Выбрать главу

Бабушка Вера выпрямляется и смотрит на обоих. В ней рождается чувство неудовлетворенности сыном, и она, быть может впервые, заставляет себя прямо ответить на вопрос, почему в деревне давно уже кое-кто над ним посмеивается: и фронт, говорят, был, и сколько по своей доброй воле сложили голову, а этого ничто не коснулось. На Урале отсиделся. Нет-нет, а как шилом и кольнут таким упреком... Помогает! Конечно, помогает. Но почему-то вовсе не радует стариков его помощь, особенно когда ты видишь, как не больно приязненно поглядывают на тебя кругом. Ишь ты, уже к корове придрался! Корову со двора выжить хочет!

Никодим снова смахивает слепня, снова задумывается.

— Ну, помогал — твоя правда, — говорит он. — Только не от доброго сердца стараешься теперь. Не продам корову! Ну и пусть, что старая! Да и не один я здесь голова. Тут твоя мать всему начальник. Так что уж прости...

Услышав эти слова, бабушка Вера неожиданно выпускает из рук тяпку и быстрым шагом направляется к ним.

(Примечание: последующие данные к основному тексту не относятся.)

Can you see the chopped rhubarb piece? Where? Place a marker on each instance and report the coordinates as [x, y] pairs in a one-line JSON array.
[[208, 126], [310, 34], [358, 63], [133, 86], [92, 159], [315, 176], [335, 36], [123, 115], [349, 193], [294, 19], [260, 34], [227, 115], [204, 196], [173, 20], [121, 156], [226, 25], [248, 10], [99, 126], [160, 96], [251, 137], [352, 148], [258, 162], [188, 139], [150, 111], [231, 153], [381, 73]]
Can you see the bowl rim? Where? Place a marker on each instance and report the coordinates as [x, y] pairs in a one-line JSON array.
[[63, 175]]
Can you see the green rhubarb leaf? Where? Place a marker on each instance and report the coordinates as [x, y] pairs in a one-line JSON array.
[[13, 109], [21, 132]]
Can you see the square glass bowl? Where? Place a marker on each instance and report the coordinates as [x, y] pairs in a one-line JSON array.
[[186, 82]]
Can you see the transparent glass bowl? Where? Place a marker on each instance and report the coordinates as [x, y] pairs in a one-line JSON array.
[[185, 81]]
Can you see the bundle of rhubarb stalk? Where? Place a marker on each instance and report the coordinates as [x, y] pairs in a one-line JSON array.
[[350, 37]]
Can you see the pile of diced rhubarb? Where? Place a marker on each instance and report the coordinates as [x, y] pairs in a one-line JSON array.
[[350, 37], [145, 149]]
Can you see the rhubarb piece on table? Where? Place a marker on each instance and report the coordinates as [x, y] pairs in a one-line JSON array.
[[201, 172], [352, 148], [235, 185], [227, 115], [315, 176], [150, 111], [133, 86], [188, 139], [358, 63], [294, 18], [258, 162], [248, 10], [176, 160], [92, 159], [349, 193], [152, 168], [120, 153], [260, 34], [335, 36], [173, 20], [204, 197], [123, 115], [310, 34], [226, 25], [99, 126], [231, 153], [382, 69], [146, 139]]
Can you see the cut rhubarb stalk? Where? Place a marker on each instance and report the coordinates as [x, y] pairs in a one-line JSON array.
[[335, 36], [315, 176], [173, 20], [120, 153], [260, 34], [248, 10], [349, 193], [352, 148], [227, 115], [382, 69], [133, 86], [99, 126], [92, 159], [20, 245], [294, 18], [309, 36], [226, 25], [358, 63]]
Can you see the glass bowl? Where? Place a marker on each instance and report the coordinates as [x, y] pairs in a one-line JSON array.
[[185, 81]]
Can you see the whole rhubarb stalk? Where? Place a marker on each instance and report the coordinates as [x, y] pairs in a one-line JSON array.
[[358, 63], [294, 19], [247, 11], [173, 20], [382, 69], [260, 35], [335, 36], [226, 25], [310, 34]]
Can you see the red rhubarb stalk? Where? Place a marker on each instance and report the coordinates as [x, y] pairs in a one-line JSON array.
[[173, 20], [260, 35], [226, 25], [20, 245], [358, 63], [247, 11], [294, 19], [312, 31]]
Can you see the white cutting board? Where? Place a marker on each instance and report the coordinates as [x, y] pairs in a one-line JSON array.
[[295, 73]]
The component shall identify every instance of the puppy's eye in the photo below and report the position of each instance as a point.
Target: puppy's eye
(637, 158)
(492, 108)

Перед собой, за плетнем, она видит только лицо Бориса — такое же, как и у Никодима, чуть веснушчатое, курносое, с черными глазами под русыми бровями, разве что без бороды и усов, спокойное и рассудительное.

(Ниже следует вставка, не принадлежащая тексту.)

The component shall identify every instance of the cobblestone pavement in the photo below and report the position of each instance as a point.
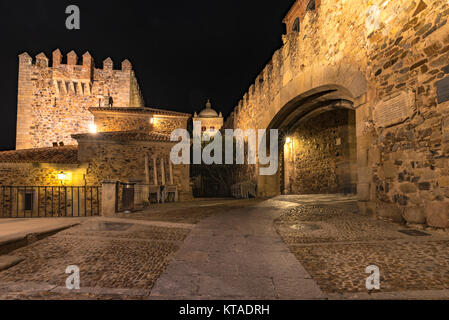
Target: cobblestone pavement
(188, 212)
(336, 244)
(234, 252)
(127, 258)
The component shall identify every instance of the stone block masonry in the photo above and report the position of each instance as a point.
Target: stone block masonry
(370, 53)
(53, 101)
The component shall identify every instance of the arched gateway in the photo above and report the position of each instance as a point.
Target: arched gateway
(315, 116)
(360, 95)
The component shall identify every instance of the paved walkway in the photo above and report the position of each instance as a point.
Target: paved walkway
(236, 255)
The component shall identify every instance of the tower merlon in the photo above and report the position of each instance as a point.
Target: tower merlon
(126, 65)
(108, 64)
(25, 58)
(41, 60)
(72, 58)
(57, 58)
(88, 61)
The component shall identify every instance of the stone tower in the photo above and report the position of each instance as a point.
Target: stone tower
(53, 101)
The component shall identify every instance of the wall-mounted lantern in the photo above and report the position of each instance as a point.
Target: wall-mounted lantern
(93, 128)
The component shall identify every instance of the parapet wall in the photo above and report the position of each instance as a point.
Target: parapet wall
(53, 101)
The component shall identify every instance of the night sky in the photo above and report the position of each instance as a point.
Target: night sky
(183, 52)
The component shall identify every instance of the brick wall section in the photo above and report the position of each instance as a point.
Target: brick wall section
(33, 174)
(111, 122)
(125, 161)
(169, 124)
(53, 101)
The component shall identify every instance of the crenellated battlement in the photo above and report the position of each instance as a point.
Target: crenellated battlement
(72, 60)
(54, 95)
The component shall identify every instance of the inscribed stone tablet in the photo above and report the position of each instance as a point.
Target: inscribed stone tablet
(394, 109)
(443, 90)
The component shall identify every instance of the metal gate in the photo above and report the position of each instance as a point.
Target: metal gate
(41, 202)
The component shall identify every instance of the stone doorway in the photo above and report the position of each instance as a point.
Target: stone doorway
(319, 155)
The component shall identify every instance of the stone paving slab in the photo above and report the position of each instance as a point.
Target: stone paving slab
(336, 245)
(236, 255)
(14, 229)
(129, 259)
(8, 261)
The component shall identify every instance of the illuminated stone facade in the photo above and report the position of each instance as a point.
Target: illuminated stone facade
(387, 61)
(53, 101)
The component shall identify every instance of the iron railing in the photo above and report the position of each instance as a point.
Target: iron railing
(45, 201)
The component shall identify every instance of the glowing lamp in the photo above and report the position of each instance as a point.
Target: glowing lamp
(62, 176)
(92, 128)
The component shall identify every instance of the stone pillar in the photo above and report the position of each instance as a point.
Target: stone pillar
(108, 198)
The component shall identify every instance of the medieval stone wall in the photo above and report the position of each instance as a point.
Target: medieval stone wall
(30, 174)
(125, 161)
(322, 155)
(53, 102)
(113, 121)
(391, 59)
(169, 124)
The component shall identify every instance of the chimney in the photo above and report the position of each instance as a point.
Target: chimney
(57, 58)
(41, 60)
(126, 65)
(25, 58)
(108, 64)
(88, 62)
(72, 58)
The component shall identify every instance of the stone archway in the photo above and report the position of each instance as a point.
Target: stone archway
(318, 92)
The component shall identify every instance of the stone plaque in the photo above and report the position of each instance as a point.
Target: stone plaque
(394, 109)
(443, 90)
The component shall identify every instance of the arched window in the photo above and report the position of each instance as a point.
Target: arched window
(296, 27)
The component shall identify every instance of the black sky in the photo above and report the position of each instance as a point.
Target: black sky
(183, 52)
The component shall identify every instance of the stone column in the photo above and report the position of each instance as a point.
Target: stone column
(163, 171)
(108, 198)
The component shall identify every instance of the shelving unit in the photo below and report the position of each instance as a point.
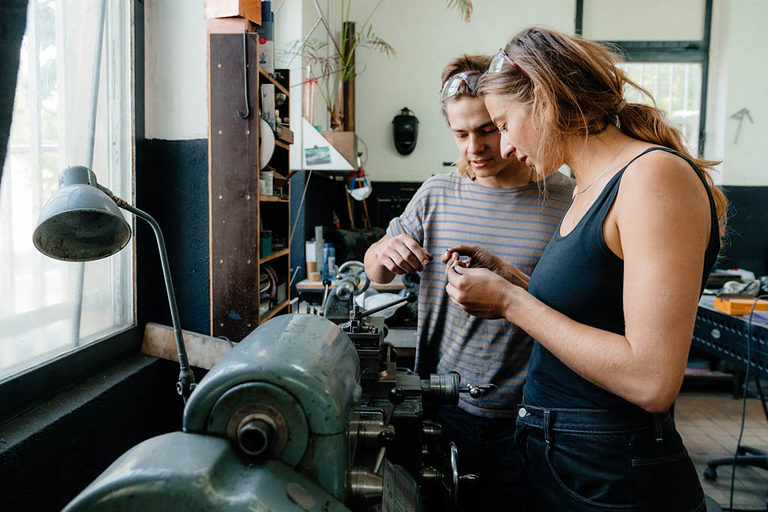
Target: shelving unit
(238, 209)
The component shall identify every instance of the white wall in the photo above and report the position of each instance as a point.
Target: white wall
(738, 78)
(426, 36)
(646, 20)
(175, 70)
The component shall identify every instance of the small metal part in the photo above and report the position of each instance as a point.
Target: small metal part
(364, 485)
(379, 459)
(370, 429)
(431, 428)
(256, 434)
(442, 388)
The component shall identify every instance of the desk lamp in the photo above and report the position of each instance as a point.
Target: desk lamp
(82, 222)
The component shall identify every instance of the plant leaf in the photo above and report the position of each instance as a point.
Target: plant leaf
(464, 7)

— Ты что, старый, спятил? Потакать соглашаешься? — гневно говорит она. — Или тебе все свое уже надоело? А ты, ты-то чего сбиваешь нас с пути? Детьми в школе командуй! — набрасывается она на Бориса. — На селе только и разговоров что про тебя да про нас. Чего привязался к корове? Чем она тебе не пришлась? Не отдам! Не добьешься своего, слышишь? Гляди ты, какой прыткий! Кукиш тебе, а не корову! И слушать не хотим твоих советов! Не хотим! Не приставай ты к нам со своими советами! Больно нужны они!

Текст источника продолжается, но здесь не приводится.